TORAH → PARSHAH Issue 881 · October 13, 2021

To Mom with Love

Seeing the sick person will arouse greater compassion and the ensuing prayers will be more fervent

To Mom with Love

“And Avram passed through the land, until the place of Shechem…” (Bereishis12:6)

 

Rashi explains that Avram traveled to Shechem to pray for Yaakov’s sons who’d attack the city in the future.
Rav Yosef Sorotzkin asks why it was necessary for Avram to actually travel to Shechem to pray there.
He explains that to pray for someone properly, you must truly feel his pain. Avram therefore went to absorb the atmosphere of Shechem. The emotions he’d experience there would enable him to daven with greater fervor. (Rabbi Shlomo Caplan, Mishulchan Shlomo)
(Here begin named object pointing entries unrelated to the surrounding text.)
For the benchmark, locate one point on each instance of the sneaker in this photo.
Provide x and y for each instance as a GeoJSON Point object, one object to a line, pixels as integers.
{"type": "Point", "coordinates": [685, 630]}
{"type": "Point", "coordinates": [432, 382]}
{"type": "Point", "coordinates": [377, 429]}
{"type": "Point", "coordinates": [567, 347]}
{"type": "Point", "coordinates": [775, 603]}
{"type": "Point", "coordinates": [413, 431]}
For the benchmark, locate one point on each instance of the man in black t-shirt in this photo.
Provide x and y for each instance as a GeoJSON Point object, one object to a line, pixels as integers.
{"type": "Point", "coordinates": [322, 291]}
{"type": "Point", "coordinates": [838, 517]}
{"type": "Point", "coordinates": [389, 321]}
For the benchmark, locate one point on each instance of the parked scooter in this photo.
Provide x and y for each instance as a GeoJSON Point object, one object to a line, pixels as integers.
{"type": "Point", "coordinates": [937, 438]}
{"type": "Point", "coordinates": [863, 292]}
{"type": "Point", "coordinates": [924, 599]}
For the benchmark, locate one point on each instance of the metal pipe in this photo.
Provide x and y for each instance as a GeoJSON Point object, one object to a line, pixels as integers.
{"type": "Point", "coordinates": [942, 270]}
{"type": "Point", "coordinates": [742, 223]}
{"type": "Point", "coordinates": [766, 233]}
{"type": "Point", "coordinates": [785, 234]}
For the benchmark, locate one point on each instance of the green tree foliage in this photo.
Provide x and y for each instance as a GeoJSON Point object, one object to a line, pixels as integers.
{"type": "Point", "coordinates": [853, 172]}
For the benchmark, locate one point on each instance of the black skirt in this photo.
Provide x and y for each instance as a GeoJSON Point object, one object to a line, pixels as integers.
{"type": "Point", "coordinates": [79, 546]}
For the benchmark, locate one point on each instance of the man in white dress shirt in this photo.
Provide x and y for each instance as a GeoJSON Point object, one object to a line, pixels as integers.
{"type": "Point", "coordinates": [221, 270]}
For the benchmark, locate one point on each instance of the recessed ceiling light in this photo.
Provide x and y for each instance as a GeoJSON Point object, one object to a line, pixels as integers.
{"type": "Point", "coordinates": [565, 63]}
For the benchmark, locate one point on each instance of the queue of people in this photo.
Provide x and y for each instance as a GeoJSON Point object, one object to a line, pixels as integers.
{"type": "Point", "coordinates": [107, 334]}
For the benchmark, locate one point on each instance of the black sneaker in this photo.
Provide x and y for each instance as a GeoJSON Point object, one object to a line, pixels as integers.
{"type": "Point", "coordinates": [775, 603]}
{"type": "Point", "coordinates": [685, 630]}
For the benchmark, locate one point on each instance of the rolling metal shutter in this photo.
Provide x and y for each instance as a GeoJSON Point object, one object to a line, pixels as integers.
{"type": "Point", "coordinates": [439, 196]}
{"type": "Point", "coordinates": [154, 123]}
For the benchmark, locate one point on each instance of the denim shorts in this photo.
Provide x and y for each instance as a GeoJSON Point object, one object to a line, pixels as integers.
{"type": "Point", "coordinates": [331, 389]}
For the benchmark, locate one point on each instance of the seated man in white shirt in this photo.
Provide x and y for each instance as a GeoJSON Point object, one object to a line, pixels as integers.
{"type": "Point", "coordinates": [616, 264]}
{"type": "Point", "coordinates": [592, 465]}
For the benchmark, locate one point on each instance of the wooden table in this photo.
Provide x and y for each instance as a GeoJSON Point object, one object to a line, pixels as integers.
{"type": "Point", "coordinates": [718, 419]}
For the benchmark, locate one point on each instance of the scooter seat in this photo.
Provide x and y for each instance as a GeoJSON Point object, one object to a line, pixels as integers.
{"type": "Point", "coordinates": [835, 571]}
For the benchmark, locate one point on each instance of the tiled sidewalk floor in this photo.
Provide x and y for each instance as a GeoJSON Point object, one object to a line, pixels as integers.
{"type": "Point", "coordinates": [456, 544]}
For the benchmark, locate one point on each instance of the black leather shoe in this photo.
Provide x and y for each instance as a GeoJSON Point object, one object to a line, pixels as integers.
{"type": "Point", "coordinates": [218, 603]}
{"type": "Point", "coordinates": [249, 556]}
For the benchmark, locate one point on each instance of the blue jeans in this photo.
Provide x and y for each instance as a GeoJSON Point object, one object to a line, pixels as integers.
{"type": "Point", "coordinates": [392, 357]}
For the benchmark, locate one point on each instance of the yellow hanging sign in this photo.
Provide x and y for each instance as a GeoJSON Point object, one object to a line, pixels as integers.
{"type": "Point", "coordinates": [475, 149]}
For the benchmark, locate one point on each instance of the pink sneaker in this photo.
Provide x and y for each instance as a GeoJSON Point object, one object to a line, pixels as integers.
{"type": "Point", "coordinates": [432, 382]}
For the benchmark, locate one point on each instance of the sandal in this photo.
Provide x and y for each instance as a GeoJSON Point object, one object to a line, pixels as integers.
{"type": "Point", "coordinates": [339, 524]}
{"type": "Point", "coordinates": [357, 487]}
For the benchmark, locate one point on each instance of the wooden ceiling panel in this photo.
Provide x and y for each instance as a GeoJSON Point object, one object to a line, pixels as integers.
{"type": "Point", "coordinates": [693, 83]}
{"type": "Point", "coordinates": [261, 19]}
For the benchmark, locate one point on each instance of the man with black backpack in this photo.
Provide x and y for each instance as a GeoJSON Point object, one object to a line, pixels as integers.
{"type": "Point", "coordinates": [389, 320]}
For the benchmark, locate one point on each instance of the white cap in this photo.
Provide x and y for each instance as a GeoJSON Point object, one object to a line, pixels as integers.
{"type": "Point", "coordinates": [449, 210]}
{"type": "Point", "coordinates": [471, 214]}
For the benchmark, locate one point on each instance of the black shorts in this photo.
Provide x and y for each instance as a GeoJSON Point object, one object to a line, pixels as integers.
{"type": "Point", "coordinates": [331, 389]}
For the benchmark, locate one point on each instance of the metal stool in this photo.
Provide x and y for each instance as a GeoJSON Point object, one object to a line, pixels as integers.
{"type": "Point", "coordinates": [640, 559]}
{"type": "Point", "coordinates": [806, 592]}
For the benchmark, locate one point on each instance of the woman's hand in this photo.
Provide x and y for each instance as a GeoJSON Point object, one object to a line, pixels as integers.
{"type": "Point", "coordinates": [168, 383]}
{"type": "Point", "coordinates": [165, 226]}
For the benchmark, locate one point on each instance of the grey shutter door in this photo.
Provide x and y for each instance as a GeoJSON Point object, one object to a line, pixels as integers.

Today is Mom’s a”h yahrtzeit. Thirteen years ago, I was in the middle of a difficult pregnancy that necessitated bed rest and constant doctor’s care.

Then we got the phone call from the States. My mother-in-law had been diagnosed with terminal cancer. Although she’d undergo surgery and treatments, the doctors were not optimistic. Her time was limited.

But I couldn’t possibly travel. Nor could I manage on my own while my husband traveled. We discussed every possibility with our rav, but it became clear that my husband’s place was at my side, miles away from his mother.

This is also why Yaakov buried Rochel by Beit Lechem. In the future, her descendants would pass there, and seeing her children shackled in chains would inspire her to pray with greater devotion.

The phone became our lifeline, as we monitored Mom’s progress and spoke to her daily. Sometimes she was coherent, her voice hopeful yet wistful. “You know what I can’t do anymore?” she said one day, “Reading Hebrew. That’s one of the first things that became impossible to do. I miss it the most.”